I am working with the following dataframe and want to generate columns with 'grandchildren'. I wrote the function find_grandchild to extract the 'grandchildren' and tried to run it for the last column of every row using iloc via apply, but got the error 'too many indexers'. When I apply it to the same column using the column name in apply, I get the desired result.

data = {'Parent':['plant','plant','plant','cactus','algae','tropical plant','cactus','monstrera','blue_cactus','light_blue_cactus'],
       'Child': ['cactus','algae','tropical_plant','aloe_vera','green_algae','monstrera','blue_cactus','monkey_monstrera','light_blue_cactus','desert_blue_cactus_lightblue']}

df = pd.DataFrame(data)
df

def find_grandchild_list(row):
    grandchild_value = df.iloc[:,0] == row
    return [df[grandchild_value].iloc[:,-1]]

df

I want my final dataframe to look like this:

plant | cactus | aloe vera
plant | cactus | blue cactus | light blue cactus | desert_blue_cactus_lightblue
plant | algea | green_algea
plant | tropical_plant | monstrera | monkey monstrera

successful:

df.apply(lambda row : find_grandchild_list(row['Child']), axis=1)

error:

df.apply(lambda row : find_grandchild_list(row.iloc[:,-1]), axis=1)

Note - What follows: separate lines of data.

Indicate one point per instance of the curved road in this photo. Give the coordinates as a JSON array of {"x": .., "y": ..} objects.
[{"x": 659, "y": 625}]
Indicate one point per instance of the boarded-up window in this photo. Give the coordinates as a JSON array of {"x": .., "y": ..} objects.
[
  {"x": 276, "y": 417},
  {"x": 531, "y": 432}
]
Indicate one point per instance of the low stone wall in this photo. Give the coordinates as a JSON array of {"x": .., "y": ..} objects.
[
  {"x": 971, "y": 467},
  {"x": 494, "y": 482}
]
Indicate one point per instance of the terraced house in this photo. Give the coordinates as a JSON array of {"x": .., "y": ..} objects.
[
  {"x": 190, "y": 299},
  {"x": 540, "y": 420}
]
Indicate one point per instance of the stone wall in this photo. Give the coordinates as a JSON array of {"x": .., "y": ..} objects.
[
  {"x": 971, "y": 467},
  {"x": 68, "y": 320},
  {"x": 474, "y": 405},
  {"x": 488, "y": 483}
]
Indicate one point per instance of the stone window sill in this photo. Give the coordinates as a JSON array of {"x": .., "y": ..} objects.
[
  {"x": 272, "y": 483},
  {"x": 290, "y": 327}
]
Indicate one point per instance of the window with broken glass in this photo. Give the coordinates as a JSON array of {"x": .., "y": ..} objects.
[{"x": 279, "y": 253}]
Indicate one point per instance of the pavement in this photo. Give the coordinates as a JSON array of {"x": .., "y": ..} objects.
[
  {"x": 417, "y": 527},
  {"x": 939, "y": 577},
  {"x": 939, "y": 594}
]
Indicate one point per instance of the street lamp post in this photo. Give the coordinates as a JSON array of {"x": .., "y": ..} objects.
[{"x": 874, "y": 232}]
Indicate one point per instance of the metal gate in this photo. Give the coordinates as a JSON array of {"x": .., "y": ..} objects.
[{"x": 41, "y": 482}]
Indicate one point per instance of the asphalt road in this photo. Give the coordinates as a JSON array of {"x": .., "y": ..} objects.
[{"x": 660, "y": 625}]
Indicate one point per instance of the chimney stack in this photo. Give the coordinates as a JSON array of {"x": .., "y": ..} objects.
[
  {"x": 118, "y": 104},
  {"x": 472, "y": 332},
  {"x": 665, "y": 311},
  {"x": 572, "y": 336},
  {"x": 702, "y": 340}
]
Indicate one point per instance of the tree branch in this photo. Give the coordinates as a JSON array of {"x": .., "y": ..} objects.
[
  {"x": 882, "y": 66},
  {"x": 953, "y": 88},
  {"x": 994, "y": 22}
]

For my final script, I cannot use column name, because I want to use apply repeatedly and always run on the last column. My error is probably due to a poor understanding of iloc, but I couldn't find documentation on iloc in the context of apply.


Solution

  • You are applying your lambda function to each row by specifying axis=1. [Ref]

    Therefore, row in your lambda function is a pd.Series of df.iloc[0], df.iloc[1], and others.

    df.apply(lambda row : print(type(row)), axis=1)
    >>>
    <class 'pandas.core.series.Series'>
    <class 'pandas.core.series.Series'>
    <class 'pandas.core.series.Series'>
    <class 'pandas.core.series.Series'>
    <class 'pandas.core.series.Series'>
    <class 'pandas.core.series.Series'>
    <class 'pandas.core.series.Series'>
    <class 'pandas.core.series.Series'>
    <class 'pandas.core.series.Series'>
    <class 'pandas.core.series.Series'>
    

    Because pd.Series has a 1-dimensional index, you can use row['child'], row[1], or row.iloc[1].